Again, Woodcock reminds the panel members that they can be flexible with their assessment because of the dire need for a treatment for DMD.

Then, Dr. Bob Temple, the deputy director of CDER (he's Woodcock's No. 2) speaks up:

There are lots of questions raised about the study. Whether there was improper influence of the fact that people knew what the study was, and all that kind of stuff. You heard testimony from patients who said very explicitly that they did not think would alter the level of effort made. Those kinds of factors are certainly things that are up for discussion. Whether it is persuasive or not, whether the study is persuasive enough has a lot to do with the study design and what was measured, all the sizes of the treatment effect, but you heard testimony that might affect your views on the quality of the endpoints on the importance of lack of blinding and all kinds of stuff like that.

Temple tells the panel members that they can and should listen to the testimony of the DMD patients. Their views of eteplirsen matter, not just the clinical data.
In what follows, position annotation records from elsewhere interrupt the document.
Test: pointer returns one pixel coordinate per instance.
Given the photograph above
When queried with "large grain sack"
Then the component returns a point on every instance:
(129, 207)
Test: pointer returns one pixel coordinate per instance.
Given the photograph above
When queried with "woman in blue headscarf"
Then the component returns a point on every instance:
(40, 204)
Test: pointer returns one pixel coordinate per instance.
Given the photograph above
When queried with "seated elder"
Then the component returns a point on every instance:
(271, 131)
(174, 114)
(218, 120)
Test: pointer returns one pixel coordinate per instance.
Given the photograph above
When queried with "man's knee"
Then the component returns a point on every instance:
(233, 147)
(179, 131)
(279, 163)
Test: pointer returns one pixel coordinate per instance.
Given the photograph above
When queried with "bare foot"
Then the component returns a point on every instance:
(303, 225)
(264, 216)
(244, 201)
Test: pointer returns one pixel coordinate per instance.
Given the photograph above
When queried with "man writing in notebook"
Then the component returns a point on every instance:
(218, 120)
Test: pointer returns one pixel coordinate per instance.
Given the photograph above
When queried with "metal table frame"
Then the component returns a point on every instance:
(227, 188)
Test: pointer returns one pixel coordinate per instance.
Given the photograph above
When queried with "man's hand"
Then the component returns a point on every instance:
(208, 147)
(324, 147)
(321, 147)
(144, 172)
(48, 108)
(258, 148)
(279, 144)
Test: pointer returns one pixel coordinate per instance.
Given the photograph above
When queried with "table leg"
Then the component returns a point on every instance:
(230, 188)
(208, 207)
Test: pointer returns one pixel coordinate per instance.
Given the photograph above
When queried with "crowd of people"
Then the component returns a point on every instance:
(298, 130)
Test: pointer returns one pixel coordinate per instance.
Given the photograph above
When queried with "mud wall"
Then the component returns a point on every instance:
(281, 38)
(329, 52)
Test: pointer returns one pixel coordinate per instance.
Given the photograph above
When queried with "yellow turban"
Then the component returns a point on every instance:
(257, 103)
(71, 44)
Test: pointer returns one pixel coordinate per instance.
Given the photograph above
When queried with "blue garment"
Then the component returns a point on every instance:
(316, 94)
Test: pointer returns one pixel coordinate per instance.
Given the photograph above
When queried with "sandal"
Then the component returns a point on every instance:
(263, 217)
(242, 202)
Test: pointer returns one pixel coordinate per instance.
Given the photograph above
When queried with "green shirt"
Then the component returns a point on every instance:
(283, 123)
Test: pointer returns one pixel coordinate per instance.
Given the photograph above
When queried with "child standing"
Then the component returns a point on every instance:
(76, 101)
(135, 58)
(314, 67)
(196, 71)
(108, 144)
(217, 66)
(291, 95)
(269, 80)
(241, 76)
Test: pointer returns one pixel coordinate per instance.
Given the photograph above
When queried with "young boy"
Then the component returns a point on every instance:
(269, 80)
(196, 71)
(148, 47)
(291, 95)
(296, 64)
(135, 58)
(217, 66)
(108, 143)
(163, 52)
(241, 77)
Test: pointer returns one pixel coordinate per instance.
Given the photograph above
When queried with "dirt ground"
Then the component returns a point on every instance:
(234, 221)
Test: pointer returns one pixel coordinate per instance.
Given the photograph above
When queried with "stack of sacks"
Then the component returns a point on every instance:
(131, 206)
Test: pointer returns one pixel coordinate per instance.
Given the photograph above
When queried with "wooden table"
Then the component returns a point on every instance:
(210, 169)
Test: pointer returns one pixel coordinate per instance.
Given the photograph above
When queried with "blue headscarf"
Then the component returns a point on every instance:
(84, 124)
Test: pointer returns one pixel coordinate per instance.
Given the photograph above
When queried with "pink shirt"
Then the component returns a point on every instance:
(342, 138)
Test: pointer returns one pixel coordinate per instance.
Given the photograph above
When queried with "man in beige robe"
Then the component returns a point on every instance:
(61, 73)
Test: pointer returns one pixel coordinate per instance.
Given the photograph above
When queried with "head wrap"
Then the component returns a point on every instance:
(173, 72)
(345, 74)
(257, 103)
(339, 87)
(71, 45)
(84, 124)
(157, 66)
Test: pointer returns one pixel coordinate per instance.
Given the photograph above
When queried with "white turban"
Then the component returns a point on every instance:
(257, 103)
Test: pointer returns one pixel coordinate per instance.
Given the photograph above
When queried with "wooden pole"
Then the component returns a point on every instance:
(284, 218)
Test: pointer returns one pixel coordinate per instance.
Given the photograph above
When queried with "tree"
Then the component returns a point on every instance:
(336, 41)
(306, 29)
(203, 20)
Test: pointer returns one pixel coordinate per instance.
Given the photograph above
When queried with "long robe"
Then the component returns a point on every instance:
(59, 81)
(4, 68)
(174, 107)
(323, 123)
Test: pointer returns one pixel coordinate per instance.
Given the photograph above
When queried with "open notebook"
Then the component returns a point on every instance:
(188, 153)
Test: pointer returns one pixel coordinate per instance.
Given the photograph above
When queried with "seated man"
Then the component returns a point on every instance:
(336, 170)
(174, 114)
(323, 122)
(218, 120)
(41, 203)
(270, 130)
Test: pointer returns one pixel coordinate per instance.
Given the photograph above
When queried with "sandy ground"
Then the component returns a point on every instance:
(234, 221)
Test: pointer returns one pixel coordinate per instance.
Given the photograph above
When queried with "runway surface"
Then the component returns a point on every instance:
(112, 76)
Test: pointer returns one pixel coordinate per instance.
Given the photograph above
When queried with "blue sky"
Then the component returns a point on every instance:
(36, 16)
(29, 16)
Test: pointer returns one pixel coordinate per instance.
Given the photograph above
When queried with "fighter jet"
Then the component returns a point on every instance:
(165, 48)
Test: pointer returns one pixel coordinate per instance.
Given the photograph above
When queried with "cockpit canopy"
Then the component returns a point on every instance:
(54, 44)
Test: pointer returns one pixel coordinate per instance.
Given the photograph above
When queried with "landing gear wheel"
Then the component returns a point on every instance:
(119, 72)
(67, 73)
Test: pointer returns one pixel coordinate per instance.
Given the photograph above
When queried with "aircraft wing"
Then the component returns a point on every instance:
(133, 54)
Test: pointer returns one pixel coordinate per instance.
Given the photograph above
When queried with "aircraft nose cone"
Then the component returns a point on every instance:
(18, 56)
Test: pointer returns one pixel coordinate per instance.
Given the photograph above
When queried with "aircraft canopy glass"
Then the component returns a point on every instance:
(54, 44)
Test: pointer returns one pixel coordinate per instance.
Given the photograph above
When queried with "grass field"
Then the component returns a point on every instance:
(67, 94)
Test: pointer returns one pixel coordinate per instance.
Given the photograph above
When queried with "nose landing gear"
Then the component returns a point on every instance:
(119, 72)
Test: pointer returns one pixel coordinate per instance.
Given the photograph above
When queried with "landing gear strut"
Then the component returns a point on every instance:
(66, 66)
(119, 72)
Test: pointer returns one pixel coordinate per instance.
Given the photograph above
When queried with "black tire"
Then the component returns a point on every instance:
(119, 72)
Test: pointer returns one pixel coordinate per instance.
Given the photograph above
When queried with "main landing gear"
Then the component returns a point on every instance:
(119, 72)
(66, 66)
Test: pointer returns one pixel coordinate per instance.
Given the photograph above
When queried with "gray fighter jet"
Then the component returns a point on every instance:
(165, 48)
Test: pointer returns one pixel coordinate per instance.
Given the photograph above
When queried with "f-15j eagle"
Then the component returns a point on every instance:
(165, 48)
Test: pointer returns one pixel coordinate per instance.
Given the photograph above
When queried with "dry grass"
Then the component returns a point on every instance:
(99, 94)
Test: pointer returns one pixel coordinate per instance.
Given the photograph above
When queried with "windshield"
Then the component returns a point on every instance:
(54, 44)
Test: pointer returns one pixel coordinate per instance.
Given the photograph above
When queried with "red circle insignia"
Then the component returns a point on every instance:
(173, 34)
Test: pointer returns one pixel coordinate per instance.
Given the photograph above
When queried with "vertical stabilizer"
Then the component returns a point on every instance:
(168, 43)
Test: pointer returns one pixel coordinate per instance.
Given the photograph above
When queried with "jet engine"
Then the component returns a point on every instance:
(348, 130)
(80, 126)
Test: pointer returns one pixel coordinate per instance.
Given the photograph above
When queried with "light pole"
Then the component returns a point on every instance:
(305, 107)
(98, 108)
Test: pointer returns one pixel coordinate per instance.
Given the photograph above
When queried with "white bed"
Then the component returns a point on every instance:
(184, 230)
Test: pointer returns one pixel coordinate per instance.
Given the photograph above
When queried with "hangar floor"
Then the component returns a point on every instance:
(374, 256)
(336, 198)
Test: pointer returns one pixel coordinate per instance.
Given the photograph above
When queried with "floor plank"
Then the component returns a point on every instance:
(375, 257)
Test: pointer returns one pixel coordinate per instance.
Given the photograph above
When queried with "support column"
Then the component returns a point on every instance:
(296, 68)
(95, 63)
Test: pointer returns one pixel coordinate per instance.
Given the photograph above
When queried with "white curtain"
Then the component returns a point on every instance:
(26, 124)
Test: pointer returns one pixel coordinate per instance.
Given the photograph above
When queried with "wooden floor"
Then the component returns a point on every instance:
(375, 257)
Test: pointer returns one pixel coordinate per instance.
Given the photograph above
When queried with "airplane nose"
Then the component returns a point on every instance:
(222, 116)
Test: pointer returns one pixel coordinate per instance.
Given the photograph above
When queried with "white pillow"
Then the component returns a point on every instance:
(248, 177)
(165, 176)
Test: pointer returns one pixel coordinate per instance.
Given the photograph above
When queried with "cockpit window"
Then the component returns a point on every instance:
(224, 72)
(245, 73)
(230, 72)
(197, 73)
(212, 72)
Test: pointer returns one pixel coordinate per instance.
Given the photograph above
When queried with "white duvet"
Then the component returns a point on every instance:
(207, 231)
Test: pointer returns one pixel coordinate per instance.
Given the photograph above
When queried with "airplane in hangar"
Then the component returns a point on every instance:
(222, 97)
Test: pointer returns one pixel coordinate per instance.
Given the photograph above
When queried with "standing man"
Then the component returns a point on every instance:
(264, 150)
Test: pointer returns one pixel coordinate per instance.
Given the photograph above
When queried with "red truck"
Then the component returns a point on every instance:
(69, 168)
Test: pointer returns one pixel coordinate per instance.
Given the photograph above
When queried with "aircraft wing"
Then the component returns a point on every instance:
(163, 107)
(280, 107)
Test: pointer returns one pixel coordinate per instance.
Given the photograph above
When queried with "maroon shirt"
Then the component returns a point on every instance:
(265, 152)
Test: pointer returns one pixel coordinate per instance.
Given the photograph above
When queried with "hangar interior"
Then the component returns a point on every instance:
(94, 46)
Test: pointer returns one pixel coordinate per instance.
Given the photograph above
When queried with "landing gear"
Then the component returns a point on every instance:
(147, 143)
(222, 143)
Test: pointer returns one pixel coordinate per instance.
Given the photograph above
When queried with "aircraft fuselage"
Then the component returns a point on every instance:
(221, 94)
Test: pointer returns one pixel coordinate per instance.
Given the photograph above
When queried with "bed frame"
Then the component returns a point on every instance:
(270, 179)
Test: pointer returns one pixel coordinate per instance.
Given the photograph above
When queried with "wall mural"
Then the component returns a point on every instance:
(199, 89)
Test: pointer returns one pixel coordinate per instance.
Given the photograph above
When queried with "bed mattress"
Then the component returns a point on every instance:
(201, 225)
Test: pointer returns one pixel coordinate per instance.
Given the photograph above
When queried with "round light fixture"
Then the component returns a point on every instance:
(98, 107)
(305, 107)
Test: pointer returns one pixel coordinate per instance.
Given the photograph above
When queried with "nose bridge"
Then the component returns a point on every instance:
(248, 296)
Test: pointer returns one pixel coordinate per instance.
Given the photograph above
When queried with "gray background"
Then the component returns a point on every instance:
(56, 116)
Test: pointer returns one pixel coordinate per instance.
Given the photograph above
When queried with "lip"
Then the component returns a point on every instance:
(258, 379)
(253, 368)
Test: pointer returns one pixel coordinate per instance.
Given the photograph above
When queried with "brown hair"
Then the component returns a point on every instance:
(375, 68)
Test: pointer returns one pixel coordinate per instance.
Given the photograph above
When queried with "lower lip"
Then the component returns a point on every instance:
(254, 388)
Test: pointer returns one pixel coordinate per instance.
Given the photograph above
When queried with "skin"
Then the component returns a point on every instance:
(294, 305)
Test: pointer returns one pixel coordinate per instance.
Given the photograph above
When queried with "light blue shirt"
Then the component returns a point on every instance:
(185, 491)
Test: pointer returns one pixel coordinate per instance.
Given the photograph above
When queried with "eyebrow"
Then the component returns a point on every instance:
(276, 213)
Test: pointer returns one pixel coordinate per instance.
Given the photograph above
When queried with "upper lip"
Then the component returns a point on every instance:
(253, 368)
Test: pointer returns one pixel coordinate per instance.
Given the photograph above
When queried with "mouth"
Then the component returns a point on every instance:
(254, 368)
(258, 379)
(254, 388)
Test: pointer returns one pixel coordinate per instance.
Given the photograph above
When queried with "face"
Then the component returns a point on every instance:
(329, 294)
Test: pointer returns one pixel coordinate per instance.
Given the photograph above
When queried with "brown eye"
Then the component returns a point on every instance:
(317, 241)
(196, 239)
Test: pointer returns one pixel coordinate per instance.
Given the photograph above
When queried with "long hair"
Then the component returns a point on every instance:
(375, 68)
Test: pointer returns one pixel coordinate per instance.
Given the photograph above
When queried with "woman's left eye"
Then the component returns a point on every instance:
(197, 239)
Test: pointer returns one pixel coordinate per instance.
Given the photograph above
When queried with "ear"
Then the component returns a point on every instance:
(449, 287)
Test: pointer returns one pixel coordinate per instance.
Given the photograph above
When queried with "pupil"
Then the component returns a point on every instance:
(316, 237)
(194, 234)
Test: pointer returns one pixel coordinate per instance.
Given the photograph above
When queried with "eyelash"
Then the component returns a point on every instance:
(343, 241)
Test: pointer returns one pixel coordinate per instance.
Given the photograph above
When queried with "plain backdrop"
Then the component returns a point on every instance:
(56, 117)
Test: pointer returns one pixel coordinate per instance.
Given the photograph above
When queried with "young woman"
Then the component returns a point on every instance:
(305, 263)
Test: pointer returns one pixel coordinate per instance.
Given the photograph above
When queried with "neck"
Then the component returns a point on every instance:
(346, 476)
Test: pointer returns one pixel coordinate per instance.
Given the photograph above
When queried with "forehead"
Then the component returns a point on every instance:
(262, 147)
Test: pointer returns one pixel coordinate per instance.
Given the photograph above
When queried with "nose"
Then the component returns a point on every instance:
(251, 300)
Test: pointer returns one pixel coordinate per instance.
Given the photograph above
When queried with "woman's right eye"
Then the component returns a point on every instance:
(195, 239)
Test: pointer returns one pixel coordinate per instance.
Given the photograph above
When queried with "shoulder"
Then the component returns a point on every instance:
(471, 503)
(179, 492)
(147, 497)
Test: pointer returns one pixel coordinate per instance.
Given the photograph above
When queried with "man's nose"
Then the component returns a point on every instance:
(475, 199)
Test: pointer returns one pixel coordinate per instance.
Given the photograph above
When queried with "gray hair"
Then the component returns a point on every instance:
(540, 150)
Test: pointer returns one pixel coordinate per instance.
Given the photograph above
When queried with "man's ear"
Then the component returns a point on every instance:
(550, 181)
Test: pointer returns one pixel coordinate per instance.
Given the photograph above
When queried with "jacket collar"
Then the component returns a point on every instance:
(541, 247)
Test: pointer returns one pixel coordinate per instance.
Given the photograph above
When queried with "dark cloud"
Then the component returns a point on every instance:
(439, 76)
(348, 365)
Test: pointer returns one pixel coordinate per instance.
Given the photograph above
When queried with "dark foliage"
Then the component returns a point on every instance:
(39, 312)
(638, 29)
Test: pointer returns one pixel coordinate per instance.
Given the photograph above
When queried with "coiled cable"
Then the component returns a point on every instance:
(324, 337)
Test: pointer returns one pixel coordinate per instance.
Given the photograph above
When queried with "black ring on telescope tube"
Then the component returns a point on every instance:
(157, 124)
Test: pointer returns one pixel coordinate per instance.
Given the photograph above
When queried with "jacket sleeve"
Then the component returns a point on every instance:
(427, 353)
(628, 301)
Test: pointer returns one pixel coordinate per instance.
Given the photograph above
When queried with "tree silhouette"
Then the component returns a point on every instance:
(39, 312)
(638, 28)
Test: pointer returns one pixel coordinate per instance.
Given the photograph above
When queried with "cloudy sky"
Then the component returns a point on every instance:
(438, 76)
Another top FDA official, Dr. Ellis Unger, addresses the panel members next:

I think with the majority of the [eteplirsen] patients here, we have an incredible advantage in my time at the FDA that is unprecedented. To have all the patients here so that is an important advantage we have. One thing you can try to do is reconcile what you heard from the patients with the data that you've seen presented by the company. We're hearing patients are improving, doing things next year that they didn't do last year, and you have to figure out if you can reconcile that with the actual hard data you've been analyzing today.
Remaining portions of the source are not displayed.